Where the bank economists land
Major-bank quarterly notes consistently use this spread when they describe the household serviceability cycle. The framing is usually some version of "real wage growth has resumed" (when WPI runs above CPI) followed by "and the easing in housing lending rates is now adding to disposable income at the household level" (when F6 is trending down). When wages are running below the rate rise, the same notes flip to "mortgage stress indicators" and lean on arrears data from APRA's quarterly statistics.
The RBA Financial Stability Review revisits the same gap every six months, framed around the share of households whose scheduled mortgage payments have moved past 30% of disposable income. That share is mechanically driven by the WPI minus F6 spread plus the level of the loan-to-income ratio at origination.
Where the spread breaks down
State-level wages, national rates. WA wages in 2024-25 ran a full percentage point ahead of national WPI at times, driven by mining-sector pay outcomes. A WA household reading the national spread underestimates how much serviceability improved at home. A Tasmania household reading the same national spread overestimates it.
Investor rates aren't in the owner-occupier row. Investor mortgage rates typically run 25 to 40 basis points higher than owner-occupier and move on the same cycle but not always by the same amount. A landlord modelling cash flow needs the investor F6 cut, not the owner-occupier one.
Fixed-rate borrowers feel the cycle on a delay. Households that fixed for three years in 2021 at sub-2% rates rolled off into 5.5%-plus repricing through 2024, regardless of what F6 outstanding was doing in any given month. The national spread averaged across all loans masks that cliff-edge experience entirely.

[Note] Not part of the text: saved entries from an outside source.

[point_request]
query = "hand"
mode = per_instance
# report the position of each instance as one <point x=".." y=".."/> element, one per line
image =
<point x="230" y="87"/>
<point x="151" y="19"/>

And households who own their homes outright don't care about F6. About a third of Australian dwellings are owned without a mortgage. For those owners, the relevant series is property prices and rates on term deposits, not housing lending rates. The spread is a serviceability read; for non-mortgaged owners the question doesn't apply.
How to actually use it
Once a quarter, when the WPI prints, look up the most recent F6 monthly release. Compute the YoY change in WPI and the YoY change in the F6 outstanding-loans owner-occupier variable-rate row, in percentage points. Subtract. Note the sign and rough magnitude. Cross-reference with what the most recent RBA Statement on Monetary Policy says about household cash flows; the framing usually matches.
For a personal refinance or buy decision, run your specific loan size and rate through the lump-sum repayment calculator to see what a hypothetical rate move does to your own repayment. The national spread is context; the household arithmetic is the decision. The mechanics of how a cash-rate move actually reaches your mortgage rate, and how long that takes, are unpacked in the RBA cash-rate impact article, which pairs naturally with this one. For the related read on how lenders translate a serviceability picture into a loan offer, the borrowing power vs serviceability piece covers the mechanics.
On Burbfinder, the borrowing-power and mortgage calculators let you take the spread down to a number for your own household. The two-series read tells you which way the national tide is running; your own arithmetic tells you whether your boat is rising with it.